Bisnis  

Mentan Pede Buka 1,6 Juta Lapangan Kerja lewat Hilirisasi Agrikultur dan Perkebunan

loading…

Selain mempercepat hilirisasi, pemerintah juga Di mengoptimalkan Dana sebesar Rp9,95 triliun Untuk mendukung Inisiatif Pembuatan perkebunan dan hortikultura. Foto/Dok

JAKARTA – Pemerintah terus memperkuat agenda hilirisasi sektor Agrikultur sebagai langkah strategis Untuk Meningkatkan nilai tambah produk, membuka lapangan kerja , dan mempercepat pemerataan Kesejaganan rakyat. Hal tersebut disampaikan Pembantu Presiden Pembantu Presiden Agrikultur (Mentan) Amran Sulaiman usai mengikuti Diskusi terbatas yang dipimpin Pemimpin Negara Prabowo Subianto Hingga Istana Merdeka, Jakarta, Kamis (9/10/2025).

“Added value-nya harus ada Hingga Indonesia. Nah, kalau ini kita lakukan terus-menerus, membuka lapangan kerja, menekan Jurang Kaya Miskin, Lalu Meningkatkan Kesejaganan, Lalu Mengurangi pengangguran,” ujar Amran Untuk konferensi persnya.

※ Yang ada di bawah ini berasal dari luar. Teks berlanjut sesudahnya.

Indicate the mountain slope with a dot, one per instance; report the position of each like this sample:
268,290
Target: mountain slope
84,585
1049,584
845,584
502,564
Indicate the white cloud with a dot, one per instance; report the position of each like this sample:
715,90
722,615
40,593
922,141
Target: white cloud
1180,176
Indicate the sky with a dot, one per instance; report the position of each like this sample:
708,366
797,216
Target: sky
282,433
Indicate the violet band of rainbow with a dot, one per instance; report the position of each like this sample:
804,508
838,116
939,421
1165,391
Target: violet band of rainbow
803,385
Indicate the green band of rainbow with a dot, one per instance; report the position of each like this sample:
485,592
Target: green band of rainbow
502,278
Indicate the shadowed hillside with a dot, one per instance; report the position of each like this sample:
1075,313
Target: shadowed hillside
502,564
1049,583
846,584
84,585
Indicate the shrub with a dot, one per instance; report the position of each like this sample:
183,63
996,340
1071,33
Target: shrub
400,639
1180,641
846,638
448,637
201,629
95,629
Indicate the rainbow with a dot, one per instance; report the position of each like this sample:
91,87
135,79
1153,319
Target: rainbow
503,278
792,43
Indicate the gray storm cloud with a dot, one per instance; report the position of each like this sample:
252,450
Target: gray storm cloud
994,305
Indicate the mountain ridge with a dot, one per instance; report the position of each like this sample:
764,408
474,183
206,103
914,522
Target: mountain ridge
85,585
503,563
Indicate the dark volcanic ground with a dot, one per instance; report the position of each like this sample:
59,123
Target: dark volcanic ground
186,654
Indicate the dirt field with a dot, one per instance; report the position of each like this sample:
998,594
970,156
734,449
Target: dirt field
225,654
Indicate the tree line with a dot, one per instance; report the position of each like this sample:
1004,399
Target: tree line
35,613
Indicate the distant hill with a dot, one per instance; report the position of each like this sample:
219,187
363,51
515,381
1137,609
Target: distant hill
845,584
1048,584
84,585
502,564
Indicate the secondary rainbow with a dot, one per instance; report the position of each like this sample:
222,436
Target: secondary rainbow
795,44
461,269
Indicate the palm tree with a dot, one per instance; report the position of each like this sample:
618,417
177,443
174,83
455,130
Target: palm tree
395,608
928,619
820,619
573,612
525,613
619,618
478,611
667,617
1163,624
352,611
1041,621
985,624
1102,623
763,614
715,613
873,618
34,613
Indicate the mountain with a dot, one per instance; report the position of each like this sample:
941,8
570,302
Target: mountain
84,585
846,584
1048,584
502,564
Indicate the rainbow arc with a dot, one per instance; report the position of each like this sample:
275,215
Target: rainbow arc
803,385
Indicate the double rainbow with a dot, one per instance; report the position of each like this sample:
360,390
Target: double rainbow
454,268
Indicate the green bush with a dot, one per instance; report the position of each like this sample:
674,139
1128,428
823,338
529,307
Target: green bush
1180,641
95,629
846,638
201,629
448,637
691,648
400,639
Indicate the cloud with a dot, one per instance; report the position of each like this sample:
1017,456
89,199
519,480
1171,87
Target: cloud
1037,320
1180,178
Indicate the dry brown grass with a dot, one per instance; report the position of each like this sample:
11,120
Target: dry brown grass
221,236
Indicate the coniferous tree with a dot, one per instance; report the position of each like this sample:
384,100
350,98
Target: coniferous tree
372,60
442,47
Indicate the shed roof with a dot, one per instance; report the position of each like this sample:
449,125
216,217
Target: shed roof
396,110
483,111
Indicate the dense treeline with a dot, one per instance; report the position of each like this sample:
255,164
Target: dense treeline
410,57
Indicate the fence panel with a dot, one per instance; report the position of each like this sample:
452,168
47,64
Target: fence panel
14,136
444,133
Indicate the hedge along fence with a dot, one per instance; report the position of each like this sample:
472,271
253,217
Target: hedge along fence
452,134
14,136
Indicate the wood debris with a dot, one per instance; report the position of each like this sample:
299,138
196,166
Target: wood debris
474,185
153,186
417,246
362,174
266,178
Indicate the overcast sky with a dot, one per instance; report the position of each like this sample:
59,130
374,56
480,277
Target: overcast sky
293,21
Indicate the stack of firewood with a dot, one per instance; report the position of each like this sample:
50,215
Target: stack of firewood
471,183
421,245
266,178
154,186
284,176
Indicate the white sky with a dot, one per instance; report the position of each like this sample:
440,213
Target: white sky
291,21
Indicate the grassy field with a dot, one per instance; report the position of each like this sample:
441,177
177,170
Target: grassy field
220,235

Baca Juga: Mentan Sesumbar Bisa Kuatkan Uang Negara Indonesia Karena Itu Rp1.000 per USD Di Hilirisasi Agrikultur

Amran menegaskan bahwa potensi ekonomi Di hilirisasi Barang Dagangan kelapa sangat besar. “Lalu kita hilirisasi nanti itu Di kelapa Untuk menjadi coconut milk. Karena Itu ini VCO (Virgin Coconut Oil), harganya bisa naik 100 kali lipat. Kalau 100 kali lipat, kita hitungan rata-rata saja, itu bisa menghasilkan 2.400 triliun. Katakanlah separuh saja, kali lima puluh, itu menghasilkan 1.200 triliun, devisa. Itu Mutakhir kelapa,” imbuh Amran.

Selain kelapa, pemerintah juga menyiapkan hilirisasi Untuk Barang Dagangan gambir yang Pada ini menyuplai 80% kebutuhan dunia. Produk turunannya dapat digunakan Untuk bahan tinta Pencoblosan Suara Nasional hingga kebutuhan Tempattinggal tangga. Langkah serupa juga diterapkan Di Barang Dagangan sawit yang dikuasai pemerintah.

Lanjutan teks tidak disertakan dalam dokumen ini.